Lady Rae folded her arms in front of her and turned to face Samedi. “What are you doing out here, Herman? You didn’t just happen along as I was here. You know I don’t abide foolishness from you. You’re here for something.”

Samedi held his hat in both hands over his heart and offered a slight bow. “You wound me, Lady Rae. You carry on as if I was some sort of blasphemer.”

“That’s one word I would use for you. Fortunately for you, I’m a proper lady and won’t use some of the other words rolling through my head right now.”

Samedi put his hat back on and shook his head. “My dear, if we could only bottle the venom that drips off that pretty tongue, I could poison the whole of the RNT and put an end to their threat completely.”

“That’s why you came looking for me out here, isn’t it? This has something to do with the Republic?”

“Chevalier Armand has reason to believe we have a spy in the courthouse…and you may have one in the Circle.”

“If your boy is going to throw accusations—”

“Armand does not throw accusations wildly, and he didn’t even want me telling you until he had more information. But you are in a better position to root out spies in your own organization than he is, and if you heard wind of it through other channels you would accuse me of hiding things from you. Again.

“Well, true that. So, what else should I know?”

“That one of his informants says that the RNT intends to hit some soft targets of value to myself and to you. I can only assume in an attempt to drive a wedge between us, seeing as how well we work together and all.”

“You think the Queen is the target?”

Samedi nodded. “This is the fiftieth anniversary of the miracle that saved this city from the bombs. If I was a soulless bastard like we know those fools in the RNT to be, it would be the obvious choice. What better way to fully turn the Circle against the Zombi Court than for something to happen to this most sacred of places?”

“I’ll call up the rest of the Circle and learn the truth of this spy if she exists.”

“Should you discover her identity, try to show some restraint. Leave enough of her for Armand to question. We need to find all of these cockroaches before they infest everything.”

“We can still question the dead. Don’t forget that.”

“The dead can be more stubborn than the living, though.
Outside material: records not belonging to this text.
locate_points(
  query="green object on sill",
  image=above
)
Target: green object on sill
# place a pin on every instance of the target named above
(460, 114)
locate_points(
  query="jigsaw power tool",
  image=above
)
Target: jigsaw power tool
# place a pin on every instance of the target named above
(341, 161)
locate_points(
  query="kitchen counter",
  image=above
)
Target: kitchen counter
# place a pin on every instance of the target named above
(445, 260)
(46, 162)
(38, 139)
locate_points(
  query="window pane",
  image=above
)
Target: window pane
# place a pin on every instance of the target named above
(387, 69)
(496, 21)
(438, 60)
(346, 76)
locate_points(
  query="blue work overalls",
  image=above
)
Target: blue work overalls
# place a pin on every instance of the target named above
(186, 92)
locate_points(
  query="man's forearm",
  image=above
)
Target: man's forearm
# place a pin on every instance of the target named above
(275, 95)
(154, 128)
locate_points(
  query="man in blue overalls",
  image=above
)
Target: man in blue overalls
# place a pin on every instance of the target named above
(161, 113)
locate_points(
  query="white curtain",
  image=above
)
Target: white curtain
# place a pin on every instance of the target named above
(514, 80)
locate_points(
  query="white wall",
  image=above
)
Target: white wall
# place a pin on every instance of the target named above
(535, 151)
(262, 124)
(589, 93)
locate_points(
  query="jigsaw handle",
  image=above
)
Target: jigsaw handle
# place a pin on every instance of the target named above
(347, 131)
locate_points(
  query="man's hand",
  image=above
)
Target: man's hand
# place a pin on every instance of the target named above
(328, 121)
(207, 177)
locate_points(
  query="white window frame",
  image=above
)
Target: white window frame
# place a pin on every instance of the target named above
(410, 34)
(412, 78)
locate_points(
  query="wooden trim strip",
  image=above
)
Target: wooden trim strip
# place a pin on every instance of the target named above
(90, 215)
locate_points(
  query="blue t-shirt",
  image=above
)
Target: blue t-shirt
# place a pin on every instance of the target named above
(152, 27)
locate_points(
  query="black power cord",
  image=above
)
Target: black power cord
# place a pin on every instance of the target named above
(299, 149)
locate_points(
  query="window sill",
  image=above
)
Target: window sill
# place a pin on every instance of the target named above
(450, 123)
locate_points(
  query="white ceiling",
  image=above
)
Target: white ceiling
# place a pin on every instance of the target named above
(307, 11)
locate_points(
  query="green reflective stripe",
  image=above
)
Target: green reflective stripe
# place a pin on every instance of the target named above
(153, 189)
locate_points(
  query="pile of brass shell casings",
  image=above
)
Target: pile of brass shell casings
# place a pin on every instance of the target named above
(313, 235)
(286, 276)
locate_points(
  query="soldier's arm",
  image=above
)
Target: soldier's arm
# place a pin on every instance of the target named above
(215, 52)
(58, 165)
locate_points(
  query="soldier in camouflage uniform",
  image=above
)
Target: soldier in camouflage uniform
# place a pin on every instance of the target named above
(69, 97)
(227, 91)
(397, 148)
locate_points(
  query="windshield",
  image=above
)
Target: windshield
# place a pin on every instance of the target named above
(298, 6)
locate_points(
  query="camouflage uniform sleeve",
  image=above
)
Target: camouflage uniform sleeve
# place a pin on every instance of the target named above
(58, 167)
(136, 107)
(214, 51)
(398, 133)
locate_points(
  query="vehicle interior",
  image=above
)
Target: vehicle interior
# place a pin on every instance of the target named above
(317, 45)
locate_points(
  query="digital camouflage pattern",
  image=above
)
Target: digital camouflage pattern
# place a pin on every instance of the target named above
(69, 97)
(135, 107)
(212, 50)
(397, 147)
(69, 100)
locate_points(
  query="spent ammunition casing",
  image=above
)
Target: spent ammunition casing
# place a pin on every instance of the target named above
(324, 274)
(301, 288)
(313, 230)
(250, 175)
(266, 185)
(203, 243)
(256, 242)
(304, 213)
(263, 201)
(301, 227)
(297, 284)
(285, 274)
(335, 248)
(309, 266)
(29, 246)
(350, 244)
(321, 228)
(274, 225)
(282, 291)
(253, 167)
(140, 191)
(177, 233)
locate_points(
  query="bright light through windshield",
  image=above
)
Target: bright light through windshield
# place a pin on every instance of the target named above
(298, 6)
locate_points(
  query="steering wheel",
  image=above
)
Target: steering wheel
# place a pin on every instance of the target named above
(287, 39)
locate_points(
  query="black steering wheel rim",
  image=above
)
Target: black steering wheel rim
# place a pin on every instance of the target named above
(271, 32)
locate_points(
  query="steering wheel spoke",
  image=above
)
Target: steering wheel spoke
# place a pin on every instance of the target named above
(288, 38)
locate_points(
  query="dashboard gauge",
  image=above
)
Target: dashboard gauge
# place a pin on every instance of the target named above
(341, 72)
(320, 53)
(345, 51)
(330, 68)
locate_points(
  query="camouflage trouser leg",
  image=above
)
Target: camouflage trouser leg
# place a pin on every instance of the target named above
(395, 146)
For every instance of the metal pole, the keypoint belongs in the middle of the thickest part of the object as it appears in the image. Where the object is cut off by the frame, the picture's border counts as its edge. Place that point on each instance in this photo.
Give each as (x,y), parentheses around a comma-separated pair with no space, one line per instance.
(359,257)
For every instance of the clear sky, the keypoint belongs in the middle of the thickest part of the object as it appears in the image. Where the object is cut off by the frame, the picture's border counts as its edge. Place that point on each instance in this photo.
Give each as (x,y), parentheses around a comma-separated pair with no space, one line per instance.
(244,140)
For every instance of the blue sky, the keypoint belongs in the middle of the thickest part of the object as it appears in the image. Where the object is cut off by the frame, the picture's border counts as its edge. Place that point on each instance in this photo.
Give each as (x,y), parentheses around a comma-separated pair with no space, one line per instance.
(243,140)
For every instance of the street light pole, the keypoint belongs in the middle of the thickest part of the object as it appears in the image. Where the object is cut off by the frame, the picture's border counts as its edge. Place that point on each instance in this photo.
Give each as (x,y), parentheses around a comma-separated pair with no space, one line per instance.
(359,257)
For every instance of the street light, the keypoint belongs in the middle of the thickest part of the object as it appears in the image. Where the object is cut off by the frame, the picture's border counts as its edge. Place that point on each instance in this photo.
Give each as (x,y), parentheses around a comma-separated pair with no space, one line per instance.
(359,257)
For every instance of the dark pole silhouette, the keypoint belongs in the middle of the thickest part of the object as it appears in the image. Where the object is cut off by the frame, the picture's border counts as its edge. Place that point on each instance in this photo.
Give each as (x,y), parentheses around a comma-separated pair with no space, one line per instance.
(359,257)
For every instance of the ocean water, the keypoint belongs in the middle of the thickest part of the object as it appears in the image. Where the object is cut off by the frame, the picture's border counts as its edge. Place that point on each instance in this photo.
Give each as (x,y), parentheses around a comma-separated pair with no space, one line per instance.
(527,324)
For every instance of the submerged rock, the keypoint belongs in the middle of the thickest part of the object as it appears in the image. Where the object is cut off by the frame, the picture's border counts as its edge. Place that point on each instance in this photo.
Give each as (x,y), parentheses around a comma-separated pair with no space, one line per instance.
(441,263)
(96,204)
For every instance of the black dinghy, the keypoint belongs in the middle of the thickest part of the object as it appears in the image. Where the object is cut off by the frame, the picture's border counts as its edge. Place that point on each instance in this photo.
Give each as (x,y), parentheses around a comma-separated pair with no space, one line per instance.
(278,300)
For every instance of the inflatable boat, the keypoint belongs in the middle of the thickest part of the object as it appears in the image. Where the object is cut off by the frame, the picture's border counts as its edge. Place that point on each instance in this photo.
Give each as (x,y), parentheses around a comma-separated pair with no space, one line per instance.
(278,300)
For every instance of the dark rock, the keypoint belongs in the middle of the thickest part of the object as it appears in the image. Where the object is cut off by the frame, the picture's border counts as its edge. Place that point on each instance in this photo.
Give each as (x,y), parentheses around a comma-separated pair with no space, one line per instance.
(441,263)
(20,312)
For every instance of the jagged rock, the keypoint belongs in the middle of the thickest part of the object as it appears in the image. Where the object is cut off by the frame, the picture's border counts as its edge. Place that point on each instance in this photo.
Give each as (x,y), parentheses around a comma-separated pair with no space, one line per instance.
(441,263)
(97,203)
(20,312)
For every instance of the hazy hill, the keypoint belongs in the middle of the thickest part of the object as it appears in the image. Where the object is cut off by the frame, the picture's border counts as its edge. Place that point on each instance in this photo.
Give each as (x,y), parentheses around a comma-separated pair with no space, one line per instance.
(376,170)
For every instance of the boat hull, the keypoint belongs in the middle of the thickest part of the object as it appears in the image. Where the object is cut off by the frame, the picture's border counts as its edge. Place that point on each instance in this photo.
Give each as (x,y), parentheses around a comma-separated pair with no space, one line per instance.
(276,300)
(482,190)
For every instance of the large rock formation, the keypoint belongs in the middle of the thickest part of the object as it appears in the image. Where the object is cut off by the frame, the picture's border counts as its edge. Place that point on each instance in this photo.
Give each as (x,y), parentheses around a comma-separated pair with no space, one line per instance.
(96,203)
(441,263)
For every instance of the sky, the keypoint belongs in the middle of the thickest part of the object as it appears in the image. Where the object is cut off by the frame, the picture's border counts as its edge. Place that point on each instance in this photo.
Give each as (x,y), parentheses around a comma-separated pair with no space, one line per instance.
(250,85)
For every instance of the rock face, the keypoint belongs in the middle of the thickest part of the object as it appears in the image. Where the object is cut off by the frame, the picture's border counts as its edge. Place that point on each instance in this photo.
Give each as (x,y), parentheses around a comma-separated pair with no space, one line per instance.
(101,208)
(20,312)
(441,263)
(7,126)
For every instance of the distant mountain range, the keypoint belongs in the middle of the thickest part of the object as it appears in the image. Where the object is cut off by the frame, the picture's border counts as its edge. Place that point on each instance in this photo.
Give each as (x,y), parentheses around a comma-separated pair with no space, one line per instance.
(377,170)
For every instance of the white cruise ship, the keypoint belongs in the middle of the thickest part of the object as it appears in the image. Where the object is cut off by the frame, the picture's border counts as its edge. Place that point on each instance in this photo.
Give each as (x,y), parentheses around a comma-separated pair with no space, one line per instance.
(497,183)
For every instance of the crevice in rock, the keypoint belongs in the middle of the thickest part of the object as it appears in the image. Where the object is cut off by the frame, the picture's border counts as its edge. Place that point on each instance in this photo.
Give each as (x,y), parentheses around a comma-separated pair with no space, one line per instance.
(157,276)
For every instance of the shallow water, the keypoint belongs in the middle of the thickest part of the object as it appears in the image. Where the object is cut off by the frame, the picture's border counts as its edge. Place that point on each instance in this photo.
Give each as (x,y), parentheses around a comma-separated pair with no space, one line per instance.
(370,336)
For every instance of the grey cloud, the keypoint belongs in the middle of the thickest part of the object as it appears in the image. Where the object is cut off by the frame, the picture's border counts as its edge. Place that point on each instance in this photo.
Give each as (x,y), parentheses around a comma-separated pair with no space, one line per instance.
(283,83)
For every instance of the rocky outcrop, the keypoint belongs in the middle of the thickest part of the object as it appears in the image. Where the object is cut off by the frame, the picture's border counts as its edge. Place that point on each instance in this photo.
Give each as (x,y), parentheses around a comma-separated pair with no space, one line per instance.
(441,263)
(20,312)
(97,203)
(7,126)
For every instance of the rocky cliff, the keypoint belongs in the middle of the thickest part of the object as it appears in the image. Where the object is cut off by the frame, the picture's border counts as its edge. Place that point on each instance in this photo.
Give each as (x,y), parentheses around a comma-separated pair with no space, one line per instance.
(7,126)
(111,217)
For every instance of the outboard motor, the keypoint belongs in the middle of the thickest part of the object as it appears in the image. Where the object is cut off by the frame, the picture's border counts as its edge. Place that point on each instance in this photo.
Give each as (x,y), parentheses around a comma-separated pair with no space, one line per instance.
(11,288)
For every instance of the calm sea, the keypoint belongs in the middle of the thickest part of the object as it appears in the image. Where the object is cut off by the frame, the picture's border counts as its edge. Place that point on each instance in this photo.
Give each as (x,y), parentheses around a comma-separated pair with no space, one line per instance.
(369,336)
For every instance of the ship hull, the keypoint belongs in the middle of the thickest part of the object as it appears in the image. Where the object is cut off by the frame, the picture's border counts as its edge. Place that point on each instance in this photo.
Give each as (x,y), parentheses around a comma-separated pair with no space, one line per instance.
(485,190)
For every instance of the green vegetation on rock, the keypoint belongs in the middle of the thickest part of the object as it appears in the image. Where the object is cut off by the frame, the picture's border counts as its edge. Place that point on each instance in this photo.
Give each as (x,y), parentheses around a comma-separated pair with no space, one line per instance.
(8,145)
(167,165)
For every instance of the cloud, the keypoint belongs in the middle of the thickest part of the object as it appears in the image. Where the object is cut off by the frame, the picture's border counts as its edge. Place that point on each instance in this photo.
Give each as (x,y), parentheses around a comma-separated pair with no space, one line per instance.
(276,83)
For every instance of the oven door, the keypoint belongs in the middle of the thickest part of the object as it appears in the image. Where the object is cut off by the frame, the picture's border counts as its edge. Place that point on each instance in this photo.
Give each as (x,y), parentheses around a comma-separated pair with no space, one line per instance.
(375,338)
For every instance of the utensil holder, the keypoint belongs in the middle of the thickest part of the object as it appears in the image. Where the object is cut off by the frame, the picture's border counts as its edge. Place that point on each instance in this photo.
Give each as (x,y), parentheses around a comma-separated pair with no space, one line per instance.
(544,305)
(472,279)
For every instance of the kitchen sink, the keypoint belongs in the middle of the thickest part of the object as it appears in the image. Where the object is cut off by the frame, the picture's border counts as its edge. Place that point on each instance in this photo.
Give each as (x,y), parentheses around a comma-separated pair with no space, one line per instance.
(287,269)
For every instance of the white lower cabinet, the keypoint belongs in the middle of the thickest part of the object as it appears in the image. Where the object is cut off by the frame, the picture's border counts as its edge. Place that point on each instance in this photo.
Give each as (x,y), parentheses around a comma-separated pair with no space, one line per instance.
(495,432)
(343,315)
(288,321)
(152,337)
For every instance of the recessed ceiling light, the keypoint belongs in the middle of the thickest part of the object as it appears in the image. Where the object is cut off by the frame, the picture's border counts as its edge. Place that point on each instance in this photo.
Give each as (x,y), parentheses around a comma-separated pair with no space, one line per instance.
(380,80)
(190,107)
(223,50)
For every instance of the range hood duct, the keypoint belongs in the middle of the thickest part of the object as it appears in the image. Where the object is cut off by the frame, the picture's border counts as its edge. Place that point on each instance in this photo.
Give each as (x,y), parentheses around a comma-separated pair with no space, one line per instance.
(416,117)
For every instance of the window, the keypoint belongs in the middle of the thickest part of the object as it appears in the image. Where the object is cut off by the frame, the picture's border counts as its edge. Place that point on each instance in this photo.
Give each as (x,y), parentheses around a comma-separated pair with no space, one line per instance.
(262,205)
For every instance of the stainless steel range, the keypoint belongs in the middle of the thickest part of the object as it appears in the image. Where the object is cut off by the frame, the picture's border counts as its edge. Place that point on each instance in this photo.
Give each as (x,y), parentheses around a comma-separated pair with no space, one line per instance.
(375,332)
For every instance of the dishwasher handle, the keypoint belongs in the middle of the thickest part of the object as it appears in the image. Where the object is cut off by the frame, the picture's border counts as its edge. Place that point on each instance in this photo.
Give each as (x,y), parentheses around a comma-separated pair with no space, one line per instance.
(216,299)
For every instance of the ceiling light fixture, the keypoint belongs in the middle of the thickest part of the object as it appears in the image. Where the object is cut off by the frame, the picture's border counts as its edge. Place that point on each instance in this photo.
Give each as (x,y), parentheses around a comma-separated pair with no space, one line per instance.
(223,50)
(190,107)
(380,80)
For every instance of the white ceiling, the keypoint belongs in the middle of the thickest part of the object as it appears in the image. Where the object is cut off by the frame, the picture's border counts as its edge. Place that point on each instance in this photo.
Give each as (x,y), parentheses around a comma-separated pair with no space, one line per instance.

Not all that much more you can do to someone after that.”

“I’ll try to show some restraint.”

Samedi nodded and turned to leave. “Oh, and Rae. Do try and be careful. The Queen can no doubt tend to her own business. Seeing, you know, how she did swat a bomb out of the sky from beyond the grave and all. But for all your talents, you are still mortal. And believe it or not, I don’t want no harm coming to you.”

Lady Rae’s face softened with a smile. “Thank you, Herman. I appreciate the warning.”

“Did that hurt?”

“Did what hurt?”

“Thanking me. Did it hurt?”

Lady Rae slapped Samedi on the arm. “Damn fool! That’s what I get for showing you a modicum of courtesy!”

“Lady Rae, don’t ever change. My world would become a much more boring place.”